حزب التحرير
Hizb-ut Tahrir
Afganistan
Medya Bürosu
No: AFu2013BAu20132013u2013MBu2013TRu20130005 |
H. 29 Cumâde’l Ûlâ 1434 M. Perşembe, 11 Nisan 2013 |
-Basın Açıklaması- Din Adamları [Saray Mollaları], Haçlılara Yardım Ellerini Uzatmak İçin İslamî Hükümleri Çarpıtmaktadırlar
Afganistan din adamları, 08 Nisan 2013 günü ilk defa, 05 Mart 2013 günü İstanbul'da bir araya gelen ve on bir maddelik bir beyan yayınlayan İslam dünyasındaki din adamlarının İstanbul'daki üçüncü oturumda aldıkları kararı destelediklerini açıklamışlardır.

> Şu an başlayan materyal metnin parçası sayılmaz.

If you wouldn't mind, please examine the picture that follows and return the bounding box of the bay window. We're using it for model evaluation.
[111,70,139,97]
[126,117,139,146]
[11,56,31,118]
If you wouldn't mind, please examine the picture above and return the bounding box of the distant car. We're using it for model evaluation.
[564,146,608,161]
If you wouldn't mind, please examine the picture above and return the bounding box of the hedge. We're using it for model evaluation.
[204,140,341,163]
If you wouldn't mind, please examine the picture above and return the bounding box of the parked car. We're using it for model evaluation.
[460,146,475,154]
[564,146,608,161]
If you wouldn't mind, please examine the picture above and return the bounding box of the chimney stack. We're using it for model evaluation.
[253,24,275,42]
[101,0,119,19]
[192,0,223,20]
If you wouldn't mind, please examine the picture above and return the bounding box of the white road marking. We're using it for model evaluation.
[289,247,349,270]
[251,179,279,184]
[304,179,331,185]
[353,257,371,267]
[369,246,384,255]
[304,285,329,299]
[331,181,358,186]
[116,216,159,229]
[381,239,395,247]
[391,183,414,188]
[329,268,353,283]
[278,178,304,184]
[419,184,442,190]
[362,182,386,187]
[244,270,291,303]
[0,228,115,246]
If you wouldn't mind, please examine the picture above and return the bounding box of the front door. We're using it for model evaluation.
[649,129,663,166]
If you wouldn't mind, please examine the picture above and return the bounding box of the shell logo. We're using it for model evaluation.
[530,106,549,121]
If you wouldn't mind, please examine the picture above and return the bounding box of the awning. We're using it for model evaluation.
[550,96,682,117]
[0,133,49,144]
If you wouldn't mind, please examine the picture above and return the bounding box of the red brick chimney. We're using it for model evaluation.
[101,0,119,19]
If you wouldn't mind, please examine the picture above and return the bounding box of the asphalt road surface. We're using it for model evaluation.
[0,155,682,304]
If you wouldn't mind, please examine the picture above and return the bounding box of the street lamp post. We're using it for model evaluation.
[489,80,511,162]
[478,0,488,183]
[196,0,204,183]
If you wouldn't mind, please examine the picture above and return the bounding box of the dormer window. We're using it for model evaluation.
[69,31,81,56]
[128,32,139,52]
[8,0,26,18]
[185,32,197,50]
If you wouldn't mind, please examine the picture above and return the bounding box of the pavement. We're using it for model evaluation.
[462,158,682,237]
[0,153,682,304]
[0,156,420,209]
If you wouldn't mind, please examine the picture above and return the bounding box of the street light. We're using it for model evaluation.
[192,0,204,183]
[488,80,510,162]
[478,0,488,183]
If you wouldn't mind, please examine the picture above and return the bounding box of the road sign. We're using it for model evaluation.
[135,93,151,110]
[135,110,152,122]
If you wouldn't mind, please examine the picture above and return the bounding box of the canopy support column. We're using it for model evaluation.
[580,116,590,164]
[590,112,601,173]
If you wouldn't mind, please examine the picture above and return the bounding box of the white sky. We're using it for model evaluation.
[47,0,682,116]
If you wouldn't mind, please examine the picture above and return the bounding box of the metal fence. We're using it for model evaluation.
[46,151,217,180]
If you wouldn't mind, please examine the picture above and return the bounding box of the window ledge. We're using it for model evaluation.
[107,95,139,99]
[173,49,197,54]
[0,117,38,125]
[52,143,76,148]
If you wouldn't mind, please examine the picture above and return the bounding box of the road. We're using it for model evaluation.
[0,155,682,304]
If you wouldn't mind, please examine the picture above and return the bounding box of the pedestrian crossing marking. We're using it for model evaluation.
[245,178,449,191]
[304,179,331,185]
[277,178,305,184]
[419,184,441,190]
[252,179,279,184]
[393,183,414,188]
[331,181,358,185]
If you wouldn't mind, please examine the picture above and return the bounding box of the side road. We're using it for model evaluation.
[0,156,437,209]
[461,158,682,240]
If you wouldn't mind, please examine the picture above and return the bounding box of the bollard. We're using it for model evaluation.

Daha sonra din adamları, İstanbul Konferansı'nı destekleyen 14 maddeden oluşan kararlarını açıklamışlardır. Sözde İslam alimi olan bu insanlar, ilk toplantılarını Mart 2011'de, ikinci toplantılarını Temmuz 2012'de ve üçüncü toplantılarını da Mart 2013'de düzenlemişlerdir.
Bundan dolayı Hizb-ut Tahrir / Afganistan Vilayeti, sözde İslam alimleri tarafından alınan bu tür eylem ve tutumların açıkça İslam'ı çarpıtmak için olduğunu net bir şekilde ilan eder. Bunun yanı sıra onlar, cürümler işlemeleri ve İslam Ümmetine zulmetmeleri için açık bir şekilde Haçlılar için gerekçeler sunmaktadırlar. Nitekim din adamları, İstanbul'daki üçüncü oturumda yayınlanan kararın birinci maddesinde Afganistan'ın bir Dâr-ul Harb değil bir İslam Devleti olduğunu ilan etmişlerdir. Bundan dolayı bizler de bunun, İslam'a yönelik açık bir saldırı olduğunu ilan ederiz.
Nebimiz [SallAllahu Aleyhi ve Sellem]'in, Medine-i Münevvera'ya hicret etmesinin ardından (Dâr)'ın doğasını net bir şekilde açıkladığı bilinmektedir. Nitekim Medine-i Münevvera'yı Dâr-ul Muhacirin (Dâr-ul İslam) olarak ilan etmiştir. İslam Devleti'nin egemenliği dışında olan herhangi bir toprağı da Dâr-ul Harb (Dâr-ul Küfür) olarak nitelendirmiş ve Müslümanları da Dâr-ul İslam'a hicret etmeye davet etmiştir. Ayrıca Dâr-ul İslam'a dahil olmaları için de diğer devletlere karşı savaş ilan etmiştir. Bu nitelendirmeye binaen Raşid Halifeler, Emeviler ve Osmanlılar, 1300 küsur yıl cihad farzını yerine getirmişlerdir.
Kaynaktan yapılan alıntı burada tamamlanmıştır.